6、強くなるために
時間を少し戻して、武雄達の方になります。
あの日から、もう3日が経った。
城に戻った俺達は、王様と貴族達に何があったのか話した。
魔王軍七将のハルスメルスと戦闘をし、自分たちが助かる為に夜月を殺したこと全てを話した。
王様は相当ショックを受け、高熱を出し今も寝込んでいる。
それなのに、クラスメイト達はいつも通り生活していた。
玲子や朝陽も毎日楽しそうに過ごしている。
まるで夜月は最初からいなかったかのように。
その時、誰かが扉をノックする。
「武雄君。私だ」
「エグリットさん、入って下さい」
エグリットさんが部屋に入ってくる。
机の上にまとめられた荷物を見る。
「本当に出ていくのかい?」
「はい。俺はここにいたくないので」
「そうか……。体には気を付けるんだぞ。
それと入ってきてくれ」
「メルさん」
「武雄様。私も一緒に行かせてもらいます」
彼女はメル。
年齢は22歳でメイドの中では若いが、その仕事は完璧で新人に教育をしている。
俺達には専属のメイドが1人ずついて、彼女は俺の専属メイドだ。
「王に君が出ると話したら、何処に行っても困らない様に彼女を連れて行けと言われたんだ」
「メルさんは、いいんですか?」
「はい。私は大丈夫ですよ」
「なら、お願いします。
ではエグリットさん、もう行きますね」
俺は荷物を担ぎメルさんと一緒に城を出て、街の門に向かう。
「武雄!」
「武雄くん!」
門を出ようとしたとき、玲子と朝陽が走ってくる。
「何しに来たんだ」
「武雄、行かないで。

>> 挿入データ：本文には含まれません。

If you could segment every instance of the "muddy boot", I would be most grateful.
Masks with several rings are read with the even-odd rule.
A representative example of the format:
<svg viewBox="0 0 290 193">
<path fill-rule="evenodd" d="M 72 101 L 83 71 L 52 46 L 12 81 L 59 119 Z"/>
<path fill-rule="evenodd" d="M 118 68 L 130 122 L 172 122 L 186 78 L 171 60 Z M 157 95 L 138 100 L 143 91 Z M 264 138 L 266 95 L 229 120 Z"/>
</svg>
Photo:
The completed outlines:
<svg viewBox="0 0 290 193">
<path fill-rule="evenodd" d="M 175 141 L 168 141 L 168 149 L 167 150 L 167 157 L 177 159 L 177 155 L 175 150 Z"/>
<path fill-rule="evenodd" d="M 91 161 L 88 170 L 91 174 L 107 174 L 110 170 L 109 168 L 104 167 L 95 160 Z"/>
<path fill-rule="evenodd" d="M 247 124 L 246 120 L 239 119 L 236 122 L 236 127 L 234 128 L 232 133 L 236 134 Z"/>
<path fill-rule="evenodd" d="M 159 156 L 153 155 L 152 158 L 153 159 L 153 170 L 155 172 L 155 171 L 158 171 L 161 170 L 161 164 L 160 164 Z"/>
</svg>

私達にはあなたの力が必要なの」
「お兄ちゃんのことは仕方ない事だったの」
「ふざけるな!」
俺は怒鳴る。
玲子と朝陽は黙った。
「確かに夜月は何の力を持って無かった。
でもそれだけだ。
それだけの理由で夜月を俺達は殺したんだ。
それなのにお前らは、まるで夜月が最初からいなかった様に笑いながら生活している。
ふざけるのもいい加減にしろ!」
玲子と朝陽は、武雄の言葉に何も言うことが出来なかった。
だってそれは本当の事だったからだ。
「俺は、もうお前らを仲間とは思わない。
もう関わらない。
だからお前らも俺に関わるな」
俺はそう言ってメルさんと一緒出た。